Redaksi terakhir ini kata Nabi shallallahu’alaihiwasallam merupakan sayyidul istighfar atau redaksi istighfar yang paling istimewa. Menurut beliau, fadhilahnya: barangsiapa mengucapkannya di siang hari dengan penuh keyakinan, lalu meninggal di sore harinya maka ia akan dimasukkan ke surga. Begitu pula jika diucapkan di malam hari dengan meyakini maknanya, lalu ia meninggal di pagi harinya maka ia akan dimasukkan ke surga.

2. Tidak ada hadits yang menentukan jumlah khusus tatkala mengucapkan istighfar, semisal sekian ratus, ribu atau puluh ribu. Yang ada: perbanyaklah istighfar di mana dan kapanpun kita berada, jika memungkinkan, tanpa dibatasi dengan jumlah sekian dan sekian, kecuali jika memang ada tuntunan jumlahnya dari sosok sang maksum shallallahu’alaihiwasallam.

3. Hendaklah tatkala beristighfar kita menghayati maknanya sambil berusaha memenuhi konsekwensinya berupa menghindarkan diri dari berbagai macam bentuk perbuatan maksiat. Hal itu pernah diisyaratkan oleh al-Hasan al-Bashri tatkala berkata, sebagaimana dinukil al-Qurthubi dalam Tafsirnya,

“استغفارنا يحتاج إلى استغفار”

“Istighfar kami membutuhkan untuk diistighfari kembali”. Semoga Allah senantiasa melancarkan rizki kita dan menjadikannya berbarokah serta bermanfaat dunia akherat, amien.

Wallahu ta’ala a’lam. Wa shallallahu ‘ala nabiyyina Muhammadin wa ‘ala alihi wa shahbihi ajma’in.
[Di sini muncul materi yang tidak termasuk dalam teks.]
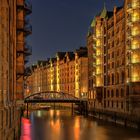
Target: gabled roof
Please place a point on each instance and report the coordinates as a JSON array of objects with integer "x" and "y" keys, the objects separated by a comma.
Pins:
[{"x": 104, "y": 12}]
Oleh: Abdullah Zaen, Lc, MA
@ Kedungwuluh Purbalingga, 5 Rabi’uts Tsani 1431 H / 21 Maret 2010 M

[1] Lihat: Tabloid Posmo edisi 566, 24 Maret 2010 (hal. 04).
[2] Periksa: Ibid (hal. 14).
[3] Redaksi lengkap haditsnya:

 عَنْ ثَوْبَانَ قَالَ: “كَانَ رَسُولُ اللَّهِ صَلَّى اللَّهُ عَلَيْهِ وَسَلَّمَ إِذَا انْصَرَفَ مِنْ صَلَاتِهِ اسْتَغْفَرَ ثَلَاثًا وَقَالَ اللَّهُمَّ أَنْتَ السَّلَامُ وَمِنْكَ السَّلَامُ تَبَارَكْتَ ذَا الْجَلَالِ وَالْإِكْرَامِ”. قَالَ الْوَلِيدُ فَقُلْتُ لِلْأَوْزَاعِيِّ كَيْفَ الْاسْتِغْفَارُ قَالَ تَقُولُ أَسْتَغْفِرُ اللَّهَ أَسْتَغْفِرُ اللَّهَ.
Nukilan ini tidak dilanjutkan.